Society of Toxicology
- Formation: 1961
- Headquarters: Reston, Virginia
- Location: United States;
- Official language: English
- President: John B. Morris
- Website: http://www.toxicology.org/

= Society of Toxicology =

The Society of Toxicology (SOT) is a learned society (professional association) based in the United States that supports scientific inquiry in the field of toxicology.

== Goals ==
The SOT is committed to creating a safer and healthier world by advancing the science of toxicology. The Society promotes the acquisition and utilization of knowledge in toxicology, aids in the protection of public health, and facilitates disciplines. SOT's definition of toxicology is 'the study of the adverse effects of chemical, physical or biological agents on living organisms and the ecosystem, including the prevention and amelioration of such adverse effects.'

The society organizes an annual meeting (usually in the early spring) and several smaller colloquia via its special interest sections and groups.
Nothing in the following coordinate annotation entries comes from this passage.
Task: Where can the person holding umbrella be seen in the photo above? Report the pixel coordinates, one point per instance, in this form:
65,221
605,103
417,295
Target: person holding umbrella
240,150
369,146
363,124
It publishes the journal Toxicological Sciences, as well as public position papers and guidelines on conflicts of interest in toxicology.

== Membership ==
Full membership of the society is restricted to people with significant published work and/or professional experience in toxicology and members are bound by a Code of Ethics. There are also several categories of associate and student membership for people who do not fulfill the professional requirements for full membership. The Society has more than 8,000 members from 70 countries.

==Leadership==
SOT is run by a team of full-time board members, called councilors. The councilors are selected by other full SOT members and other SOT members who manage the affairs of SOT. The elections are made by ballot.